Maisie walked across to the window, and fingered back the curtain just enough to look down through the grainy darkness onto the yard at the back. A sliver of light from the occupant’s not-quite-closed blackout curtains illuminated the fact that nature had finally yielded to the attention of a committed tenant. She could discern the outline of a series of terra-cotta pots holding geraniums, pelargoniums and hydrangeas, and since war had been declared, the tenant had begun to grow vegetables in a series of wooden boxes. It reminded Maisie that she should have done the same and started her own vegetable garden. As an island, Britain depended in part upon its merchant navy to keep the larders stocked, and that merchant navy was now at risk from U-boat attack—the people of Britain understood only too well that men were risking their lives to put food on their tables. In the newspapers and on posters, it had been made clear that if everyone took responsibility for growing some vegetables, it would help keep families fed over the long haul of war.
She admonished herself for not calling earlier to speak to Sandra. Indeed, it was likely that Sandra had telephoned Chelstone to recount the messages, but had missed her. She sighed with frustration—she could have learned something important from Sylvia Preston—why else would the WAAF have made the effort to contact her? Turning away from the window, Maisie ensured the curtains met with no room for light to escape. She knew she would feel a greater control if she worked on a case map—it would give her direction and insight.

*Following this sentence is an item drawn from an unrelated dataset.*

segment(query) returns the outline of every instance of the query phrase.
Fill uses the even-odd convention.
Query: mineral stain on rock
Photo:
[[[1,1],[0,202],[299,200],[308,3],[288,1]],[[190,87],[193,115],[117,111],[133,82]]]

Joe Coombes deserved an advocate, someone who would speak for him, someone who would seek out the source of his ill health, and ultimately, his death, so she set to work, taking a length of wallpaper from a basket in the corner. Billy’s friend, a painter and decorator, furnished them with the ends of rolls used in his job, and they had proven perfect for the job. It was as Maisie laid out the paper—patterned side down—on the long table set perpendicular to her desk, that it occurred to her—painter and decorator. What was Billy’s friend’s name? She stepped across to her desk and reached for the telephone. No, Billy would not be at home. But he might walk into Whitchurch to place a call to his younger son, just to check up on him. She began to dial. The telephone rang and when a voice came on the line, for a moment Maisie did not know what to say, for Bobby Beale sounded just like his father.